How would you define the NYC style?
I’d say it is experimental, ever-changing and it’s always on the frontlines of what is to come. Sometimes I will see something for the first time and a month or two will go by and I start to see it again then there will be a fashion show and I will see it again, and then it blows up all over the world.
But it can also be high end if you go to certain places but also creative and unique in other places. I like to stay in Brooklyn and Williamsburg a lot because there’s a lot of creative artists and people that are thrifting their clothes.
When I go to Downtown Manhattan I see a lot of designer pieces which I also appreciate. So it’s a real melting pot of what’s going on in the world… all the walks of lives, ethnicities, backgrounds, religions and it’s nice to experience what everybody is doing.
Where are the best spots in the city to take pictures of stylish people?

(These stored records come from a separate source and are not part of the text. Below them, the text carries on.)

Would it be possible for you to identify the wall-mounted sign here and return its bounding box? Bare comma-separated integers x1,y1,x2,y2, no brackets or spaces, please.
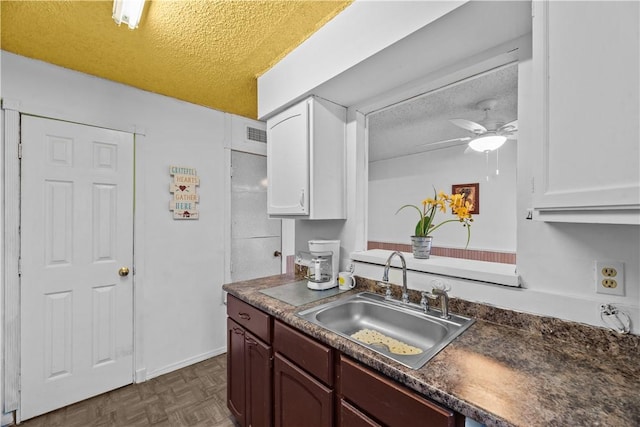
169,166,200,219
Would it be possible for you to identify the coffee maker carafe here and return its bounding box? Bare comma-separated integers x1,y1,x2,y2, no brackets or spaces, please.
299,240,340,291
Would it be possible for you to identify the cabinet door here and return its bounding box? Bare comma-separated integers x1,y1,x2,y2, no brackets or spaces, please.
533,1,640,224
245,332,272,427
273,353,333,427
267,102,309,215
227,318,247,427
340,356,464,427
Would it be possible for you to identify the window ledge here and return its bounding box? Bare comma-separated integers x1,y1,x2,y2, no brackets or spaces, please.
351,249,520,287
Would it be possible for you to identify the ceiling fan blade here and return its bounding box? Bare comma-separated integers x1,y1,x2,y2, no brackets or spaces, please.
449,119,487,133
416,136,471,147
498,120,518,132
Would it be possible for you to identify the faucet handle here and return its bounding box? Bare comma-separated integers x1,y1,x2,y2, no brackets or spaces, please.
376,282,391,299
420,291,433,313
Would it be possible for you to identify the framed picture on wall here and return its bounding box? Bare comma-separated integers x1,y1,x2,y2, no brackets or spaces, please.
451,182,480,215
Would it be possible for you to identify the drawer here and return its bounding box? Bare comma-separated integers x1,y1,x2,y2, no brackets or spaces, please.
227,294,272,344
339,399,382,427
273,320,333,386
340,356,464,427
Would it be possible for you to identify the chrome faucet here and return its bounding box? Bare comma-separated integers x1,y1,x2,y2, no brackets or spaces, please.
382,251,409,304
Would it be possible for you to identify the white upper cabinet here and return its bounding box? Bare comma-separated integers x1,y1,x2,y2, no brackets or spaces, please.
267,97,346,219
533,1,640,224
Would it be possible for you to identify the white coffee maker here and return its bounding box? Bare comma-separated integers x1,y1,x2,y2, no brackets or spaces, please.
307,240,340,291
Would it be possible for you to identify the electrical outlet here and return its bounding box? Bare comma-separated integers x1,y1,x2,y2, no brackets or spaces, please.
595,261,624,296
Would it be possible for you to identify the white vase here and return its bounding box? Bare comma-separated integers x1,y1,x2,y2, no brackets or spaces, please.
411,236,433,259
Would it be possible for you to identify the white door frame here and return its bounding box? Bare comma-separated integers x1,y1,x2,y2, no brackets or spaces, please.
0,100,145,425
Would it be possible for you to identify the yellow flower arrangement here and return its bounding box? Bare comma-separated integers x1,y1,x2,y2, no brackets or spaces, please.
396,189,473,249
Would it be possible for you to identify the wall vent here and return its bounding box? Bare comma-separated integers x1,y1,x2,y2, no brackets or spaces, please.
247,126,267,143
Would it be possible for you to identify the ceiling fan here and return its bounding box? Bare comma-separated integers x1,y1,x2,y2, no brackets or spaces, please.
422,99,518,152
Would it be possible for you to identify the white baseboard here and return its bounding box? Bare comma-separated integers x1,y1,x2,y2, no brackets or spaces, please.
0,412,15,427
133,368,147,384
144,346,227,382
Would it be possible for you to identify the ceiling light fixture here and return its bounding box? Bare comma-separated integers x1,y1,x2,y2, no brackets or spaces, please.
469,135,507,153
113,0,144,30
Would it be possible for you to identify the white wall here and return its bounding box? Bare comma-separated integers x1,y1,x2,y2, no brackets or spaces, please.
1,52,231,380
368,141,517,252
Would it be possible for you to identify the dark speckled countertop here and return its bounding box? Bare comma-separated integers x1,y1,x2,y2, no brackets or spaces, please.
224,274,640,427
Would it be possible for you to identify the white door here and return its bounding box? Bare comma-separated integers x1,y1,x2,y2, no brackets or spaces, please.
231,151,282,282
19,116,133,420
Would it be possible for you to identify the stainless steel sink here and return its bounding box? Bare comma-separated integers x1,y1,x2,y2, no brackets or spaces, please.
297,292,474,369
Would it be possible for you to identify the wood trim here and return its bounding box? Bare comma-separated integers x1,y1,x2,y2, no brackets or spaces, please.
367,241,516,264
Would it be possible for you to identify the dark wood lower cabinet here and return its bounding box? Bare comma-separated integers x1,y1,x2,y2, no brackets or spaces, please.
227,318,247,426
273,353,333,427
227,318,273,427
227,296,464,427
339,355,464,427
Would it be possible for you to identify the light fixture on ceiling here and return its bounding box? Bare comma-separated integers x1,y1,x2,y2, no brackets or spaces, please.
113,0,144,30
469,135,507,153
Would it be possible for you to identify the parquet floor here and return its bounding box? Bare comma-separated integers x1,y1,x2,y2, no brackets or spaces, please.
20,354,236,427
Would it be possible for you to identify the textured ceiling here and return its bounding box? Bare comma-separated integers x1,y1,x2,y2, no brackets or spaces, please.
0,0,352,118
368,64,518,161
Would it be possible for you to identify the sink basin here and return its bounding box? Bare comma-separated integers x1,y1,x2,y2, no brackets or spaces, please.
297,292,474,369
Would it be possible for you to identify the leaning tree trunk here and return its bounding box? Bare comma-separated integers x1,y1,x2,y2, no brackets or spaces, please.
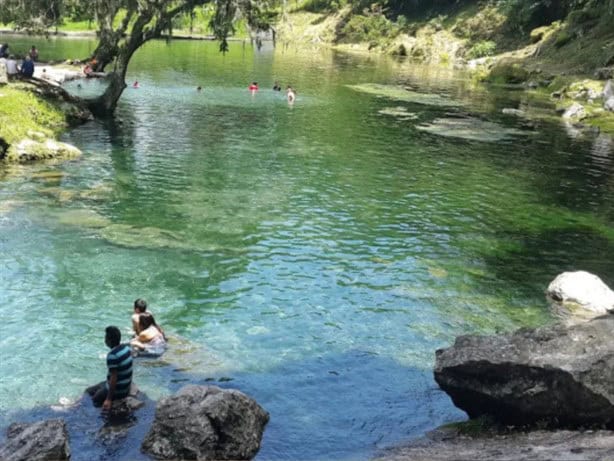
88,38,141,117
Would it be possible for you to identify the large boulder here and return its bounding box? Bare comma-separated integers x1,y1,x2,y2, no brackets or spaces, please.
0,139,81,163
374,428,614,461
141,385,269,460
546,271,614,314
603,80,614,112
0,59,9,85
435,315,614,428
0,419,70,461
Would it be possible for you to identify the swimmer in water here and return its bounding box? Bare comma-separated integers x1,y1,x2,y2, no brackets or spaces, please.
286,86,296,104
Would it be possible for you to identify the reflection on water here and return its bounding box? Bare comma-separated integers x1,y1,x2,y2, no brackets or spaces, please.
0,36,614,460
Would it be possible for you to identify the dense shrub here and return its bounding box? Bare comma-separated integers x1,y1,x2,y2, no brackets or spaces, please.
554,30,574,48
466,40,497,59
340,6,400,43
486,61,529,83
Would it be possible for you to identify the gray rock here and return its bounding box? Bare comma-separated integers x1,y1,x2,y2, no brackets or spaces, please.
546,271,614,314
0,419,70,461
141,385,269,460
595,67,614,80
376,430,614,461
501,107,525,117
0,59,9,85
435,315,614,428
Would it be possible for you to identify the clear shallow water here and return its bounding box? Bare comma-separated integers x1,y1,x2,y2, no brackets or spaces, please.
0,39,614,460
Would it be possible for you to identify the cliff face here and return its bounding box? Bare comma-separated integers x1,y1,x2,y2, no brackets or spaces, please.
278,0,614,74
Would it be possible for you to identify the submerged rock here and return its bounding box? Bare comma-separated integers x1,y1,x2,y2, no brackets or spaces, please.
416,117,525,142
501,107,525,117
435,315,614,428
146,385,269,460
0,419,70,461
348,83,461,107
563,102,587,120
546,271,614,316
58,208,111,229
100,224,190,249
377,106,418,120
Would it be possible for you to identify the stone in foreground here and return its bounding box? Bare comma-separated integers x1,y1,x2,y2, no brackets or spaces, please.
435,315,614,429
0,419,70,461
376,431,614,461
141,385,269,460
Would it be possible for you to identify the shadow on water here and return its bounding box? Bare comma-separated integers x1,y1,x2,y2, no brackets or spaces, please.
483,226,614,292
2,351,464,461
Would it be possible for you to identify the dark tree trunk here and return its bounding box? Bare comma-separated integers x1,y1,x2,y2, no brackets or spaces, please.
88,70,126,117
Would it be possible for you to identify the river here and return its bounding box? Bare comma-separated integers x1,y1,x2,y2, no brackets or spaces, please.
0,37,614,461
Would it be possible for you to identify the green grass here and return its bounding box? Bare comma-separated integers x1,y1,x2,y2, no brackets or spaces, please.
0,84,66,144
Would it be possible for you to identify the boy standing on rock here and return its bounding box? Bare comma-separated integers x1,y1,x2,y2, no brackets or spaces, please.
87,326,132,411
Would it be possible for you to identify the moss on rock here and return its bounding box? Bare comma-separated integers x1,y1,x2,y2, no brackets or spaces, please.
486,59,530,83
4,138,81,163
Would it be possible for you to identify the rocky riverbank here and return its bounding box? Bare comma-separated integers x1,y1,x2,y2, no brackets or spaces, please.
0,385,269,461
0,64,92,164
377,272,614,461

I love shooting in Williamsburg on Bedford Avenue… there’s a lot of people, a lot of artists and great thrift shops.I also enjoy going to Soho, specifically by Fanelli Café on 94th Prince St, where one can find a mixture of artists and well-off people.
What I’ve always really liked is just people that look really great in a New York scene. It’s not about how much it costs or what they are wearing. I like seeing people that are unique and that express themselves in a positive way. It has always been about that.
Do you ever plan to release a book?
Yes! A book is in the works… fingers-crossed it’s coming out with a really great publisher.